Mak Inah menghela napas, kerutan di wajahnya semakin dalam. "Itu politik uang, Nay. Dulu zaman Ibu, nggak ada kayak gitu. Orang milih pemimpin ya karena hati nurani, bukan karena diiming-imingi duit."
"Tapi Mak, sekarang orang kayak gitu banyak. Katanya kalau nggak nerima uang, suara kita percuma," lirih Naya.
"Percuma apanya? Suara kita itu harga diri, Nay! Harga diri bangsa Indonesia! Nggak boleh digadaikan demi recehan uang," tegas Mak Inah, suaranya bergetar menahan emosi.
Naya mengangguk pelan. Ia tahu Mak Inah benar. Tapi godaan uang itu nyata, apalagi bagi warga desanya yang hidup pas-pasan. Ia teringat Pak Diman, tetangga sebelah, yang pagi tadi terlihat sumringah menghitung lembar demi lembar uang dari amplop misterius.

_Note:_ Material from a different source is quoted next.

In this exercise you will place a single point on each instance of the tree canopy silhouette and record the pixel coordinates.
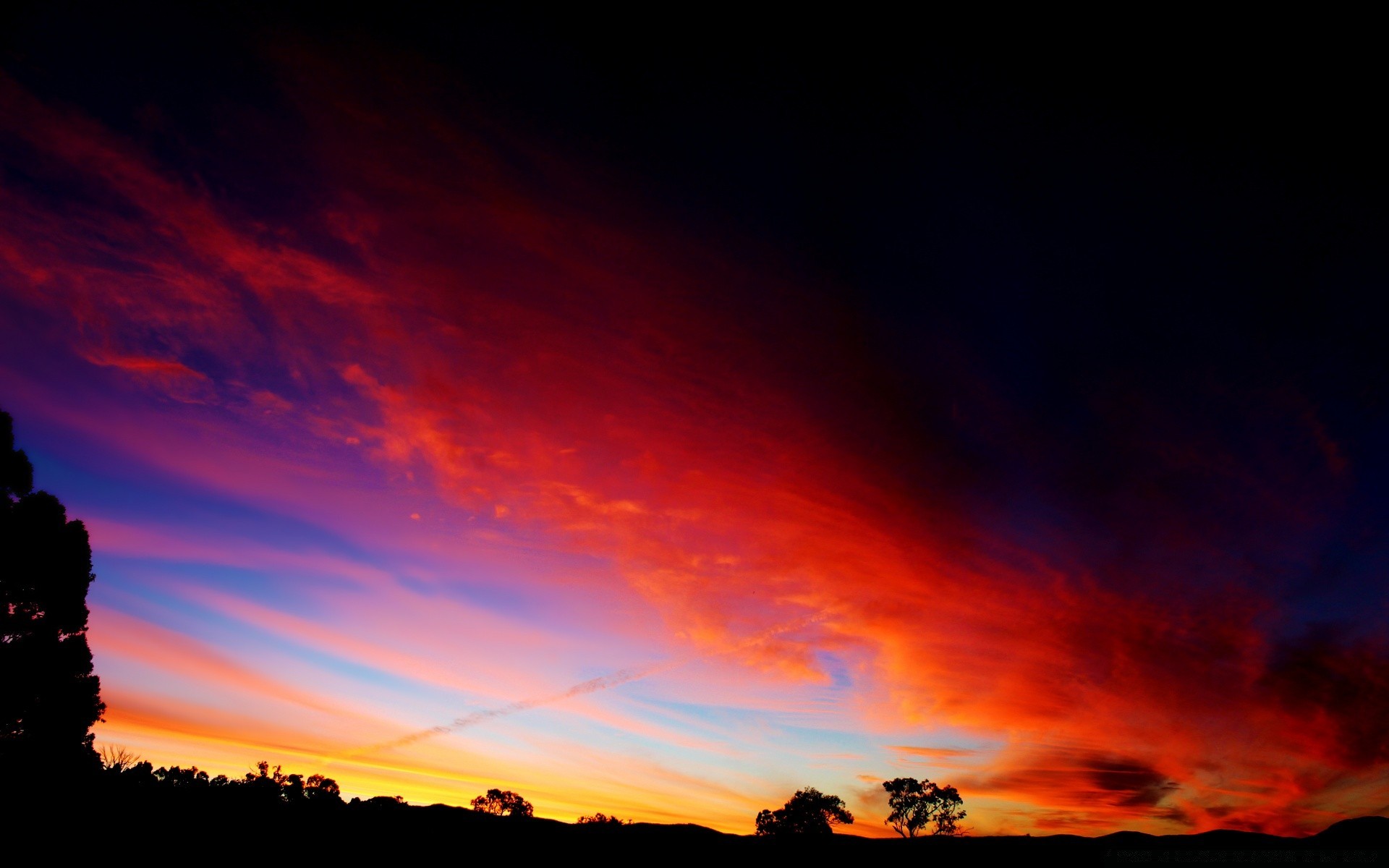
(504, 803)
(806, 813)
(919, 804)
(49, 696)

"Nay, kamu inget cerita kakekmu tentang Pemilu pertama Indonesia?" Mak Inah mengalihkan perhatian Naya.
Naya mendongak, matanya berbinar. Kakeknya, seorang veteran pejuang kemerdekaan, sering bercerita tentang semangat para pahlawan memperjuangkan hak pilih. "Inget, Mak. Mereka rela berkorban nyawa demi hak kita memilih pemimpin dengan bebas, tanpa tekanan."
"Betul. Dan kebebasan itu harus kita jaga, Nay. Jangan biarkan dibeli dengan uang," pesan Mak Inah.

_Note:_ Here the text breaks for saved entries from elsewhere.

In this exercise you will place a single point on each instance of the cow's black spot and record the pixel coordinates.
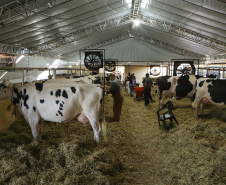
(64, 94)
(184, 86)
(39, 86)
(73, 90)
(201, 83)
(16, 101)
(58, 93)
(217, 91)
(60, 113)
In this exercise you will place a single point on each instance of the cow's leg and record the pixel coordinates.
(96, 129)
(35, 124)
(197, 105)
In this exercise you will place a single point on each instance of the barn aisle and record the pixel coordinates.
(193, 153)
(137, 152)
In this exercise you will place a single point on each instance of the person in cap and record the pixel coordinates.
(117, 95)
(147, 89)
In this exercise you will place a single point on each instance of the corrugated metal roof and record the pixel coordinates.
(65, 26)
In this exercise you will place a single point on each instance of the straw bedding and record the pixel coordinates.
(137, 151)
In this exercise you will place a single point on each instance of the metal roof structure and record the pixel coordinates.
(60, 28)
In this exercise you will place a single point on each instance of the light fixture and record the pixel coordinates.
(144, 3)
(19, 59)
(136, 22)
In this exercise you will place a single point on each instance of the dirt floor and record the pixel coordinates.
(137, 151)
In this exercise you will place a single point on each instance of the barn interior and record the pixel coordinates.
(40, 38)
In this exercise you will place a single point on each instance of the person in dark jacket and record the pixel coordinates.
(116, 92)
(147, 89)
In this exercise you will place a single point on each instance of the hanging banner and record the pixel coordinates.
(7, 60)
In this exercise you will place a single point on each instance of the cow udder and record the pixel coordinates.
(82, 118)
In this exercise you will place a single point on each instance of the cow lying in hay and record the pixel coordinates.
(209, 91)
(56, 103)
(175, 86)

Naya mengepalkan tangan, tekad mengeras di hatinya. "Iya, Mak. Aku nggak akan jual suara aku! Aku akan lawan praktik kotor ini!"
Di Jakarta, gedung mewah milik seorang pengusaha tampak riuh rendah.
"Pak Bos, semua sudah beres. Uang sudah dibagikan ke daerah-daerah target," seorang pria berbadan tegap melapor.
Pria paruh baya yang disapa Pak Bos itu menyeringai. "Bagus. Pastikan kemenangan di tangan kita. Ingat, siapa pun yang menghalangi, sikat!"